The specific aims are: (1) 100% of the RISE students graduate;90% apply to pipeline programs in their senior year (PhD, masters, or post-baccalaureate programs);65% enroll in doctoral programs within 4 years of UVI graduation;with 45% enrolling in PhD programs directly;(2) generate positive institutional change that impacts all students in RISE-relevant departments such that the percentage of students enrolling in doctoral programs increases in all departments. These objectives will be accomplished by an integrated program including: (1) development of a new RISE curriculum and faculty training in pedagogy, (2) activities designed to increase students'understanding of the biomedical research needs of the US Virgin Islands and minority communities nationally, (3) research training both on campus and at partner institutions and presentation of results at conferences, (4) visiting scientists to provide role models and networking, (5) special workshops designed to provide clear continuity to the next educational steps, and (6) a network of support including UVI faculty, RISE staff, and summer research mentors.
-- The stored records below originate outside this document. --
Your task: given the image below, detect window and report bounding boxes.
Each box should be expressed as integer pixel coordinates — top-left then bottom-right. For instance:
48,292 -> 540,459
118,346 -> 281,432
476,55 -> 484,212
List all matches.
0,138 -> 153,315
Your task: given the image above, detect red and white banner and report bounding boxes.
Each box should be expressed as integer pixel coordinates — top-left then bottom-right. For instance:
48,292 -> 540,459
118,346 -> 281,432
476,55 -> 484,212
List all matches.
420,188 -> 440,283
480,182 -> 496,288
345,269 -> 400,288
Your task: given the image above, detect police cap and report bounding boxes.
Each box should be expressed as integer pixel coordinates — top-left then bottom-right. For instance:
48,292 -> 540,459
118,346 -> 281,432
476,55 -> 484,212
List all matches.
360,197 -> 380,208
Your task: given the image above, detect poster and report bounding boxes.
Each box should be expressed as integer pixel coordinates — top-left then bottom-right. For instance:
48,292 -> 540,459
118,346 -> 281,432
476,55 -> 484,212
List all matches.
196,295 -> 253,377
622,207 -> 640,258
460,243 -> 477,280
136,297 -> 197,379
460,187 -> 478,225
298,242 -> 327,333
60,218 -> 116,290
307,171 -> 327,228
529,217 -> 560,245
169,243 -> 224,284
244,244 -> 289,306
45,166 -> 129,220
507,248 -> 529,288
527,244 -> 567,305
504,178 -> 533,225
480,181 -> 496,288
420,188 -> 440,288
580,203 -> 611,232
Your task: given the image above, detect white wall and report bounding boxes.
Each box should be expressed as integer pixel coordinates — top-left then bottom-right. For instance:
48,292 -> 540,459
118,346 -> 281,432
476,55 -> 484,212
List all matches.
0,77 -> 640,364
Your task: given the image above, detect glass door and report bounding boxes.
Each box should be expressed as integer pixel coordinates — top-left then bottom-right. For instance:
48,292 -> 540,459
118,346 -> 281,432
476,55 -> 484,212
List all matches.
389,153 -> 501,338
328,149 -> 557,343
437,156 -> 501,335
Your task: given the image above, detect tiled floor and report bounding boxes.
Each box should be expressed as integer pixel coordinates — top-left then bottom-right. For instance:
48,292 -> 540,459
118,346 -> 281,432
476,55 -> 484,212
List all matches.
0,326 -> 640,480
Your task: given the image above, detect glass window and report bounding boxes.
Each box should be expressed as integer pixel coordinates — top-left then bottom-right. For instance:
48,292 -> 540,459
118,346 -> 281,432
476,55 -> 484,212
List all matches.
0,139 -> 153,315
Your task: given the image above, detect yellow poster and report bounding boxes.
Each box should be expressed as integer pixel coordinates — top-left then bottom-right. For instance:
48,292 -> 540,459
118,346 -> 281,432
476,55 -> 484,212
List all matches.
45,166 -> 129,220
The external evaluators will use a mixed methods design to provide rigorous formative and summative evaluation designed to compare students'development with a control group. The overarching vision is to catalyze an increasing commitment to research across the University.

Public Health Relevance

This MBRS-RISE Program at the University of the Virgin Islands is relevant to public health because it will produce a group of highly trained, competitive students with the intellectual capacity, motivation, and commitment needed for success in highly selective doctoral programs and biomedical research careers. These University of the Virgin Islands students will develop innovative ideas needed for life-saving biomedical breakthroughs. Because these students have unique culture, educational, and socioeconomic backgrounds, they will provide a different perspective from other researchers;this perspective may be the key to understanding environmental impacts on health, minority health disparities, and many other biomedical questions.

National Institute of Health (NIH)
National Institute of General Medical Sciences (NIGMS)
Education Projects (R25)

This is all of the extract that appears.